Luxury buyers in Russia and Eastern Europe have been the hardest to drive to the stores, yet declines in most segments have only been in the order of 10-15% in the region. According to CPP Management Consultants, the period February-May showed the decreases in key areas being as low as 5%. Asia has held steady. In fact, analysts believe most of the growth ahead will come from the BRIC countries (Brazil, Russia, India and China). According to Bain and Co. Brazil and China will be the two fastest growing markets through 2010.
So as the luxury market treads water, manufacturers face a dilemma. Their most precious resources are designers and craftsmen, on whom they depend to design and craft their high margin, Made-in-France and Made-in-Italy products. As the CEO of a luxury goods manufacturer, do you decided to cut expenditure like most companies do during crisis times and risk depleting the very resource you have spent years building up? Designers with the right touch, taste and target-market-empathy are hard to find, and the artisans crafting the goods often take years to learn the trade.
It is doubtful that Brazil and China will provide enough growth to offset the declines in Eastern Europe and Russia during the next 24 months, so luxury companies face pressure from shareholders who are increasingly allergic to companies that do not take decisive measures to cut cost during crisis times.

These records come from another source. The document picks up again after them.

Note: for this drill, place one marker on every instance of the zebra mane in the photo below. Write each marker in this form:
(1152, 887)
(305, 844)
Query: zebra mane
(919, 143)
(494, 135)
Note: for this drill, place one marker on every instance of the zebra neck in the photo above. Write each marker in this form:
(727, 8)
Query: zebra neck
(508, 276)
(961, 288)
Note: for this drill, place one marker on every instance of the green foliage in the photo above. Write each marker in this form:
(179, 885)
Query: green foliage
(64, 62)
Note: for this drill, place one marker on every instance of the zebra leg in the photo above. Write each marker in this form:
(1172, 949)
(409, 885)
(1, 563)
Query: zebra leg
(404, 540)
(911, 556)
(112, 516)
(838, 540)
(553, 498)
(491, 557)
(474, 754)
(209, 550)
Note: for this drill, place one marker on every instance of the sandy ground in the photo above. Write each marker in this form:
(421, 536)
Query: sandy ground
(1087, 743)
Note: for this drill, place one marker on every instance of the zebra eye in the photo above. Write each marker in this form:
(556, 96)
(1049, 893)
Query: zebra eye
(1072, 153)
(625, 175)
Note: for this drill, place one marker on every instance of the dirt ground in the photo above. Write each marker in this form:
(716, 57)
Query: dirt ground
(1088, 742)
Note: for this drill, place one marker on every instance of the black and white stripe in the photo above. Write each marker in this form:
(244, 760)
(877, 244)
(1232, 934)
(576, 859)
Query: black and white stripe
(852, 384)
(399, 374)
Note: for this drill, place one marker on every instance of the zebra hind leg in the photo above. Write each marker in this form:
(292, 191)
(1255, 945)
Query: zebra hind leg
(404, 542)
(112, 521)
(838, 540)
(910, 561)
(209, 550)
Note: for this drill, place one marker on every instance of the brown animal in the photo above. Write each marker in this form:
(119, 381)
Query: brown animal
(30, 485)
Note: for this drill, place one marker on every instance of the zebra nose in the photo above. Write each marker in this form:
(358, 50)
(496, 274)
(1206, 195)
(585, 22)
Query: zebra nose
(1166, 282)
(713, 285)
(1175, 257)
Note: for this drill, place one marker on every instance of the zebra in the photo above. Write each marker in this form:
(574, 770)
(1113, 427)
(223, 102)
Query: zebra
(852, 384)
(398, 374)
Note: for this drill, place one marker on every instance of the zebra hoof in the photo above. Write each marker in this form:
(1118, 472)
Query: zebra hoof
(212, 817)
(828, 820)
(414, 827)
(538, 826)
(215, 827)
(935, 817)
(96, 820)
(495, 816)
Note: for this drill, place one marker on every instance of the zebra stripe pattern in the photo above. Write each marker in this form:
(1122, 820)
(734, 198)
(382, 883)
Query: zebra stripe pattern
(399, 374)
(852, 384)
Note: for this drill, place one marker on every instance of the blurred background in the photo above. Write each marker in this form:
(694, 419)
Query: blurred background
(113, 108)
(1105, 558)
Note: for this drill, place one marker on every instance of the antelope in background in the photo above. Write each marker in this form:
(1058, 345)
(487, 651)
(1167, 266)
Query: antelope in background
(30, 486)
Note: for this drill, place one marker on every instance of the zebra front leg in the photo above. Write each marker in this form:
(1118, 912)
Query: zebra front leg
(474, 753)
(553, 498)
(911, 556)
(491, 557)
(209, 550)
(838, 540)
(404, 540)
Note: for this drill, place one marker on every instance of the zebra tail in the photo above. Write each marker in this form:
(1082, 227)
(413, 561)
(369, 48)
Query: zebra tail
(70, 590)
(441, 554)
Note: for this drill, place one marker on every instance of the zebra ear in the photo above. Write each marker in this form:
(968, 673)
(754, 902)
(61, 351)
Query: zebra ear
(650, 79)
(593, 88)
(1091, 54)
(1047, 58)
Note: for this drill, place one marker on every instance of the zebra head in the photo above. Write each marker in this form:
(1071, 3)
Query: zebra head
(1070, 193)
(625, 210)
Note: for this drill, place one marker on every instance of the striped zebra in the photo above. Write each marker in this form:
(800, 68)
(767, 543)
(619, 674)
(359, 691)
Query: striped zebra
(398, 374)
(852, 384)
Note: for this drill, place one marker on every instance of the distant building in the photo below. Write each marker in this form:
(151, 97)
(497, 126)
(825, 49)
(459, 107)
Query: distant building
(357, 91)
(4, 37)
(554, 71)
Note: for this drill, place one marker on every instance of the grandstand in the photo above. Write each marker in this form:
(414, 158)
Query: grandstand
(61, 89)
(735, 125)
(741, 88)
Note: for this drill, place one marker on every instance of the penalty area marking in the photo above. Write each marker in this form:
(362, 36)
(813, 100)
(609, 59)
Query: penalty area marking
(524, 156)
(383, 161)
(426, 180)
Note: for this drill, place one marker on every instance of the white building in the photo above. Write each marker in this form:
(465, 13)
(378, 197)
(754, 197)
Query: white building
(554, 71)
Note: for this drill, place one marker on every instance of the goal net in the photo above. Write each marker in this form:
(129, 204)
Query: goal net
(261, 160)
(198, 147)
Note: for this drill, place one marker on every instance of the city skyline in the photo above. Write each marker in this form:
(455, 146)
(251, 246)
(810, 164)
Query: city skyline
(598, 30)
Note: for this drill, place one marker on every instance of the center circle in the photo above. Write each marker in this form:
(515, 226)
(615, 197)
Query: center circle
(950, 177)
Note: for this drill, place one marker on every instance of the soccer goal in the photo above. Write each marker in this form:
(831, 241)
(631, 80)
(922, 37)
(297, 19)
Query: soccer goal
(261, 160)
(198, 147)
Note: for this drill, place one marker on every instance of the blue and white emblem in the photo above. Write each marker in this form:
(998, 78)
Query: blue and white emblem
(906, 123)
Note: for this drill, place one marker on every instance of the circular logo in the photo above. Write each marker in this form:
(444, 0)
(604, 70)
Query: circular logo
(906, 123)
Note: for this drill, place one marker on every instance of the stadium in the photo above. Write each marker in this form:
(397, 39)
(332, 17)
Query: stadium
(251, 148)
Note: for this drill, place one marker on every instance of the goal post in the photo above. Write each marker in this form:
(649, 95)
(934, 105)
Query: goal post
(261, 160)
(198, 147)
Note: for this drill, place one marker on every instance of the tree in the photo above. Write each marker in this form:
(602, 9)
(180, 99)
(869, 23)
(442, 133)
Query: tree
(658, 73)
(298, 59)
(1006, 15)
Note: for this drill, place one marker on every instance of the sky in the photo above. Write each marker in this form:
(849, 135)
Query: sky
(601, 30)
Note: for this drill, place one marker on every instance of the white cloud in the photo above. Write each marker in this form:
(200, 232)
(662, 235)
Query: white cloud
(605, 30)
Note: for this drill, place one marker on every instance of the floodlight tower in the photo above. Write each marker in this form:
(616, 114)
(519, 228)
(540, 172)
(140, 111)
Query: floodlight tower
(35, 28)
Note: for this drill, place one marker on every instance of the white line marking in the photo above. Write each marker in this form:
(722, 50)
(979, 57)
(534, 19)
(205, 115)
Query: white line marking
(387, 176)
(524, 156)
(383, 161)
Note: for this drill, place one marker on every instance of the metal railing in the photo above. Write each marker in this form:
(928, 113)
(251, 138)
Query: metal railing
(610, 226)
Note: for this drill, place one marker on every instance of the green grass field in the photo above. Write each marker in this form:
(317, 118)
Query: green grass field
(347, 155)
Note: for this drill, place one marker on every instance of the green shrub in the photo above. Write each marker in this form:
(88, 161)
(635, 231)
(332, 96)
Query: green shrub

I believe the hardest hit will be the mid-sized, public luxury goods companies, who don't have the resources, geographic coverage or multi-brand focus to sustain themselves though the crisis. Larger, multi-brand groups like Richemont, Hermes, LVMH and PPR can seek cover through managing dozens of brands each and though already being well established throughout the BRIC countries.
The multi-brand groups seem to be adopting a strategy of holding onto their designers and artisans, betting on retaining capacity for when the crisis is over. "We currently have a hiring freeze, except for craftsmen and new store employees," Hermes Chief Executive Patrick Thomas told the Reuters Global Luxury Summit in Paris in May. Hermes Group grew 1H/09 revenues to €875 million up from €813 million during the same period in 2008, mainly caused by growth in leathergoods offsetting declines in most other categories. In fact, this year alone Hermes will start training 50-100 new craftsmen to gear up ahead of the competition for when the crisis starts blowing over.
Some smaller manufacturers are seeing the opportunity. Swiss watchmaker Parmigiani Fleurier, who makes watches averaging $45,000, emphasizes the difficulty in recruiting new staff to join their 600-strong Swiss-based craftsmen team. To Reuters, Chief Executive Jean-Marc Jacot said: "The young generation are not keen to work with their hands. They prefer to work with the laptop!"